The report detailed a meeting in December 2016 between Trump’s son-in-law Jared Kushner and Sergei Gorkov, the head of a Russian state-owned bank under U.S. sanctions. Gorkov gave Kushner a painting and a bag of soil from the town in Belarus where Kushner’s family is from, the report says.
Mueller’s team said it could not resolve a conflict in the accounts of Kushner, who said the meeting was diplomatic in nature, and Gorkov, who said it was business related.
Kushner has said neither sanctions nor his business activities were discussed at the meeting. Kushner’s lawyer did not respond to a request for comment on Mueller’s report.

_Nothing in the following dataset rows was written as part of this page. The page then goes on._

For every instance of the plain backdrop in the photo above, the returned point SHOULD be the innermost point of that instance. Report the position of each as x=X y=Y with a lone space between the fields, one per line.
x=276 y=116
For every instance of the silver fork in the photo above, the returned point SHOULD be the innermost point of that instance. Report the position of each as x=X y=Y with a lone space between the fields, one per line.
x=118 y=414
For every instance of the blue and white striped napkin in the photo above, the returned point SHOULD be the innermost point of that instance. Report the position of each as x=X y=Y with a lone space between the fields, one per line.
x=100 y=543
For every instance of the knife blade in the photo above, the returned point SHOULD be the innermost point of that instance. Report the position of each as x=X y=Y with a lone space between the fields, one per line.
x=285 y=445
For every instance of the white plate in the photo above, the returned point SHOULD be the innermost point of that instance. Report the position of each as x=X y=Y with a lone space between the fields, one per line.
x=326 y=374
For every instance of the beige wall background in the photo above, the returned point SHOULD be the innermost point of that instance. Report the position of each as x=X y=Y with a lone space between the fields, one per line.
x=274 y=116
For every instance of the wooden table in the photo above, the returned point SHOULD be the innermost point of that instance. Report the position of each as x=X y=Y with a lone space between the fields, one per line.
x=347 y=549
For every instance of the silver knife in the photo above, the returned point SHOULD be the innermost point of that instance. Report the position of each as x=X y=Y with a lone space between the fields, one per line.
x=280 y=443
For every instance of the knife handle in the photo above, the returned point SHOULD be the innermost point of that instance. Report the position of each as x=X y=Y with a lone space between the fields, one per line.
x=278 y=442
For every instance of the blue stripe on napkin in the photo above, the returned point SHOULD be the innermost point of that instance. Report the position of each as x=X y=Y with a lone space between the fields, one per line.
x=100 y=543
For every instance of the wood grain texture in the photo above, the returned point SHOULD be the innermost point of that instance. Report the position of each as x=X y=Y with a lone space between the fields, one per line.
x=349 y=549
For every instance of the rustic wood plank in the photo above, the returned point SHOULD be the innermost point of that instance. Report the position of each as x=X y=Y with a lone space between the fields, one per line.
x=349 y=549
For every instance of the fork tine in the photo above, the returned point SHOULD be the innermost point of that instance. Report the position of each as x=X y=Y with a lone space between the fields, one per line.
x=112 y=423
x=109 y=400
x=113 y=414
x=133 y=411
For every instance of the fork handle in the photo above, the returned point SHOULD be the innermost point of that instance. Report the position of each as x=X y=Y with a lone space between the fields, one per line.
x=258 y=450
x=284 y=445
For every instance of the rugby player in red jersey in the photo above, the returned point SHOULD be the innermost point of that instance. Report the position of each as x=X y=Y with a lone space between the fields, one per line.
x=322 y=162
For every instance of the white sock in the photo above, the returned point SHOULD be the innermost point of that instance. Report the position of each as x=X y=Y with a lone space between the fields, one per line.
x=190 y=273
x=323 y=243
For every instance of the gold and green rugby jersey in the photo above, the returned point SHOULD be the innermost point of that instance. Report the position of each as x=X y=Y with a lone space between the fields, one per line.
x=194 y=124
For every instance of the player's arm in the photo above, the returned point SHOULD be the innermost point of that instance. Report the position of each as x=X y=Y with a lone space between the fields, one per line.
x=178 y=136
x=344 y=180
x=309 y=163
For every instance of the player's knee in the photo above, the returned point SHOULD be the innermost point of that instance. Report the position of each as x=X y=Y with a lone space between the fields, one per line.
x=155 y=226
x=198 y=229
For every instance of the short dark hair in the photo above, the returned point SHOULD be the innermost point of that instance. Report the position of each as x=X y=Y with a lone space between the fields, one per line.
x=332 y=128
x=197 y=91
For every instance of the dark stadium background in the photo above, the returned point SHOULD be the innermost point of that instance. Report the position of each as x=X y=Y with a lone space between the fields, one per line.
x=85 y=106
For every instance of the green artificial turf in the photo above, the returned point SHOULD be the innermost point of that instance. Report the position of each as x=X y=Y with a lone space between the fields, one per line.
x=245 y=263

The report also provided new details about a meeting that campaign advisers Donald Trump Jr., the president’s oldest son, Kushner and Manafort held with a Russian lawyer at New York’s Trump Tower in June 2016. The meeting was set up after the advisers were promised “dirt” on Hillary Clinton, Trump’s Democratic challenger for president.
Mueller’s team considered whether the advisers violated laws barring election contributions from foreigners. But, the report says, they ultimately decided there was not enough evidence to show they “wilfully” broke the law and they might have had problems proving the information offered on Clinton was really valuable.
When news of the Trump Tower meeting broke in July 2017, Trump Jr. issued a statement saying the meeting was set up to discuss adoption policy, not politics, before later admitting he had been expecting intelligence on Clinton.
Such interactions have broadly been referred to by Democratic congressional investigators as examples of possible “collusion”. But because collusion is not a legal term, Mueller’s team examined the Trump Tower meeting and other contacts through the lens of federal conspiracy law.
Mueller said his investigation was unable to establish that such contacts with Russians met the bar of criminality which required that the contacts “amounted to an agreement to commit any substantive violation” of U.S. laws, including those governing campaign finance and foreign agent registration.
Therefore, Mueller said his office “did not charge any individual associated with the Trump Campaign with conspiracy to commit a federal offense arising from Russia contacts.”